Disclaimer: I don't own The 100.

READ THIS PART BEFORE YOU CONTINUE!

Disclaimer #2/Warning: There be sensitive topics ahead, yo. I'm going to lay it flat out for you—the moral side of things don't weigh much with Bellamy and the other characters in this alternate story that I've created. It's about survival, and having to be realistic about it. I'm not trying to tell anybody what to do with their own lives. I just want my readers to keep an open mind and realize that that tough choices have to be made in Bellamy/Clarke's situation.


"To be honest I wish I could, but we were up there, Clarke. There was nobody but us."

"Yeah, but we were in space."

"What are you talking about?"

"I'm just saying that I don't think space and heaven are the same thing."

"How can they not be? Both are up there. The only thing up there is space and more space."

I shrugged one shoulder with a smile. "I'm not totally convinced."

"That makes no sense. You were there for seventeen years. I was there for more than twenty. I didn't see any giant man out in the stars. In fact, since I was there a lot longer than you I should win this on account of experience."

I laughed at him. "There's no winning or losing this."

He crossed his arms and arched his brows expectantly. "If there isn't, why are we talking about it?"

"Because," I said, watching the comb run through my hair, "I'm curious."
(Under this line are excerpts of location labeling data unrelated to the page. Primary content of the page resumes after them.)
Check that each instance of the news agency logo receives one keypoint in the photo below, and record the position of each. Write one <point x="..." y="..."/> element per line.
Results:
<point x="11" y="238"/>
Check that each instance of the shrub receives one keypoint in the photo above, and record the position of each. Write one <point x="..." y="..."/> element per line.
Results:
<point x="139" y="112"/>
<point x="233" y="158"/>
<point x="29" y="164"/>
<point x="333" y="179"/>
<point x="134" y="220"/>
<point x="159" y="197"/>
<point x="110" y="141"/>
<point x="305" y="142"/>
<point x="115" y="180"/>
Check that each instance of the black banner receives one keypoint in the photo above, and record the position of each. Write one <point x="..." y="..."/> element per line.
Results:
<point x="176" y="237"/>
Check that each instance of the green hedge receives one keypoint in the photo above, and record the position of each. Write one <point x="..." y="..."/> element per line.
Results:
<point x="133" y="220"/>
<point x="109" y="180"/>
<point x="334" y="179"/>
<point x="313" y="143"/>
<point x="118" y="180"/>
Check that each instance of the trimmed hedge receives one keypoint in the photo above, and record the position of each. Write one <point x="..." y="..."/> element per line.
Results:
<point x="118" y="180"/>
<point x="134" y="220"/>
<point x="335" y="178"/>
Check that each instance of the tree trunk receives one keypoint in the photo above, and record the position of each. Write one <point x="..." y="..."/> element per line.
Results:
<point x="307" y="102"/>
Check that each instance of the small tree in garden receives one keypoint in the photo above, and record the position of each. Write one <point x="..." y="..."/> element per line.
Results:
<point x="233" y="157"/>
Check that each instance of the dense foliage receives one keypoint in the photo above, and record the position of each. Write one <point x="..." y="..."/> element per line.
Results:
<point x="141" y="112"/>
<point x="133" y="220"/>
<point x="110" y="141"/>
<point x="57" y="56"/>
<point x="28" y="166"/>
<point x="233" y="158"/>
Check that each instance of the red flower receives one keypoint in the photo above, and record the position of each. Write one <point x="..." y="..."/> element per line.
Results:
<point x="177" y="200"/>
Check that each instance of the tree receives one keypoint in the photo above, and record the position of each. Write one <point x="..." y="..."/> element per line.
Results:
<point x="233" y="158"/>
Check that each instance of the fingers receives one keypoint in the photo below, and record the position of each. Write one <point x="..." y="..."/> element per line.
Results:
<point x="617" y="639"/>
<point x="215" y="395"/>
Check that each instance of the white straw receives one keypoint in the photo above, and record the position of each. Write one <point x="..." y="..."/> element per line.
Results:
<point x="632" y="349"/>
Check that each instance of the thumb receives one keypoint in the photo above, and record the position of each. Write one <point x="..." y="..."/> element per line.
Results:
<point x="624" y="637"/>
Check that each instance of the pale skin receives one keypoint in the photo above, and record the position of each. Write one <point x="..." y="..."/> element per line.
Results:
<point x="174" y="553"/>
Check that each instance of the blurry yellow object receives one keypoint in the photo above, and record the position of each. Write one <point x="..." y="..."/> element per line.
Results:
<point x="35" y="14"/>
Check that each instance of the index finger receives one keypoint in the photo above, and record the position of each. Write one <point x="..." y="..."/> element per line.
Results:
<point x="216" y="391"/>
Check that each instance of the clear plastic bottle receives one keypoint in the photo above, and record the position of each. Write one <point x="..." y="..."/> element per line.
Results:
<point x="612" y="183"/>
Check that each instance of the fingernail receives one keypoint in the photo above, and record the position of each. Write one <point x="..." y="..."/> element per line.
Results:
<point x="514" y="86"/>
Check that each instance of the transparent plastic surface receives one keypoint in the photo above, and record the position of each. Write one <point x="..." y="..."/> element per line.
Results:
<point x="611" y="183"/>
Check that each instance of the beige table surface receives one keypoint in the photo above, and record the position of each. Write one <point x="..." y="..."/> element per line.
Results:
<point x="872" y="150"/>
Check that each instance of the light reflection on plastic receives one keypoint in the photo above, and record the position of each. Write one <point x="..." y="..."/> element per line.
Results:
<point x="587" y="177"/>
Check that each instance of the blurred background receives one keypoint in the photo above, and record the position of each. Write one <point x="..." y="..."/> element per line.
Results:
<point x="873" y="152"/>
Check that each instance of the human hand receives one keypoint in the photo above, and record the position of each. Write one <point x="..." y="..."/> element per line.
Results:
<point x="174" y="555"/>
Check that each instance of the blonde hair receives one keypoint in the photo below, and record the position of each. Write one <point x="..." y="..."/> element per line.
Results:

This was my favorite part of the day. Not just getting the chance to comb my hair and revel in how much better it made me feel, but talking to Bellamy. That wasn't to say that we didn't talk from morning to night. That was conferring. That was discussing and sometimes fighting.

Okay, a lot of fighting, but it wasn't the same as before. He was still a passionate jerk who favored the big stick over the friendly handshake. I guess he was just more willing to listen to what I had to say.
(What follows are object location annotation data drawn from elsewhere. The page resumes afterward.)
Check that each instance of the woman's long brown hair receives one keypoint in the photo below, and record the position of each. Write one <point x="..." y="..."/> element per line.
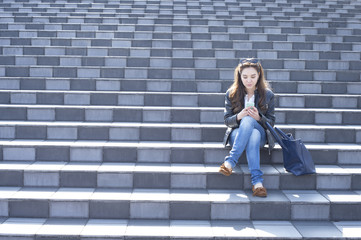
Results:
<point x="238" y="90"/>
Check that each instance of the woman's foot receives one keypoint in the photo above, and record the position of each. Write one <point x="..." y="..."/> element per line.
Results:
<point x="259" y="191"/>
<point x="225" y="169"/>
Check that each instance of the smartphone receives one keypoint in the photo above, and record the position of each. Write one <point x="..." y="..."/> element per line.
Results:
<point x="249" y="104"/>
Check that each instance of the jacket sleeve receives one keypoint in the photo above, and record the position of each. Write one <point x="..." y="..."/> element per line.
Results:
<point x="230" y="119"/>
<point x="269" y="116"/>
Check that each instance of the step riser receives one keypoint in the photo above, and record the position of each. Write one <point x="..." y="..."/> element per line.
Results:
<point x="151" y="154"/>
<point x="173" y="100"/>
<point x="179" y="210"/>
<point x="166" y="115"/>
<point x="156" y="180"/>
<point x="175" y="73"/>
<point x="171" y="86"/>
<point x="162" y="133"/>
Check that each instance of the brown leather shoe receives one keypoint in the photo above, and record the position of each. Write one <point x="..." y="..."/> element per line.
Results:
<point x="225" y="171"/>
<point x="259" y="192"/>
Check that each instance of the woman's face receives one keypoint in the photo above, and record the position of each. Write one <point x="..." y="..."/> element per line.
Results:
<point x="249" y="78"/>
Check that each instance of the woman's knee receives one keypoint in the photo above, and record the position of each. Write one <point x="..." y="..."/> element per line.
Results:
<point x="248" y="121"/>
<point x="255" y="138"/>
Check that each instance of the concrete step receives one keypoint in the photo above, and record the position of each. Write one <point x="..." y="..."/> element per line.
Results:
<point x="186" y="99"/>
<point x="100" y="229"/>
<point x="17" y="42"/>
<point x="47" y="62"/>
<point x="319" y="116"/>
<point x="159" y="152"/>
<point x="171" y="176"/>
<point x="85" y="203"/>
<point x="175" y="132"/>
<point x="348" y="30"/>
<point x="242" y="17"/>
<point x="177" y="73"/>
<point x="170" y="85"/>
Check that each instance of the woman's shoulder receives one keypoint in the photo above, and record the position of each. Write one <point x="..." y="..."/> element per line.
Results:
<point x="269" y="93"/>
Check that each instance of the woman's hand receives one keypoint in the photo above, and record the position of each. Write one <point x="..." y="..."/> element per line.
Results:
<point x="253" y="112"/>
<point x="242" y="114"/>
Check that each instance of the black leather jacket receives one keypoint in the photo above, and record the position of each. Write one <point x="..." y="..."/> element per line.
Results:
<point x="268" y="115"/>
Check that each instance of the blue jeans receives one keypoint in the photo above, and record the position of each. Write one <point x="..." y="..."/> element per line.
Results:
<point x="250" y="136"/>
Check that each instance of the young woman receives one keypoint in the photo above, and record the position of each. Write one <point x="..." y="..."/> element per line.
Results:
<point x="249" y="104"/>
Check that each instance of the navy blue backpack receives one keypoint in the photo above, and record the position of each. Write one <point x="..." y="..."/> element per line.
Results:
<point x="296" y="158"/>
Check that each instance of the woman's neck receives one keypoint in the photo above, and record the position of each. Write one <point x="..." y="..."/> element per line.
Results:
<point x="250" y="93"/>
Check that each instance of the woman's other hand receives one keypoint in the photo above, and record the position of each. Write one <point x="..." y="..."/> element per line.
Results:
<point x="253" y="112"/>
<point x="242" y="114"/>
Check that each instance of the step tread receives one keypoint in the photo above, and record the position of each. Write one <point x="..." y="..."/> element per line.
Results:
<point x="175" y="195"/>
<point x="169" y="107"/>
<point x="171" y="168"/>
<point x="171" y="229"/>
<point x="170" y="93"/>
<point x="158" y="144"/>
<point x="164" y="125"/>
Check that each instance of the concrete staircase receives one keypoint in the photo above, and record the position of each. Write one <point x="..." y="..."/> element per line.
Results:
<point x="112" y="118"/>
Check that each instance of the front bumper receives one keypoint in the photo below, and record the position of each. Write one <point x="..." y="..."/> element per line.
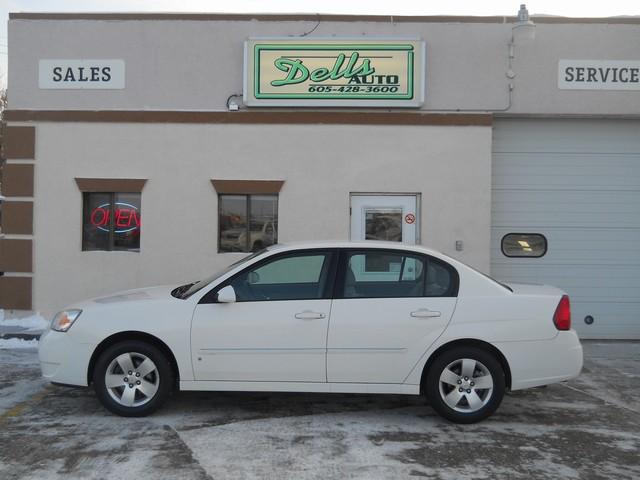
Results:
<point x="63" y="360"/>
<point x="538" y="363"/>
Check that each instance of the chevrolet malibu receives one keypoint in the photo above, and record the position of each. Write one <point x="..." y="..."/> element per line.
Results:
<point x="324" y="317"/>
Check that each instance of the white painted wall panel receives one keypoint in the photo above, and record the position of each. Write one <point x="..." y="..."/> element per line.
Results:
<point x="578" y="183"/>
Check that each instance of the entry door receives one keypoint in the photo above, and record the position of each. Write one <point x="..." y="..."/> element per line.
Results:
<point x="384" y="217"/>
<point x="276" y="331"/>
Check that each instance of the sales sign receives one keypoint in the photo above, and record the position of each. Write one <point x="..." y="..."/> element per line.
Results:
<point x="81" y="74"/>
<point x="334" y="72"/>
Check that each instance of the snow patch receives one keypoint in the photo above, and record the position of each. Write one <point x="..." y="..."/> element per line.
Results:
<point x="33" y="322"/>
<point x="7" y="343"/>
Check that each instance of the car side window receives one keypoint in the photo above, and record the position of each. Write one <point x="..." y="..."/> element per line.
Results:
<point x="301" y="276"/>
<point x="385" y="274"/>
As for me, I found myself giving his viewpoints more serious thought.

The kind of talking we did in the last several evenings had more to do with us. What we liked. What we thought. We couldn't completely remove ourselves from the problems that the hundred faced, of course. Still, some of our best ideas had come out of these conversations.

And today I needed it. I really, really did.

I finished combing and held up the tool, pointing to the ground in front of me.

He walked over and sat. "And why are you curious?"

"We could talk about something else, if you want," I said with arched brows, going to work on his hair. This was becoming a thing for us too. A routine that I looked forward to at the end of the day, and moreover, a practice Bellamy seemed to find comfort in.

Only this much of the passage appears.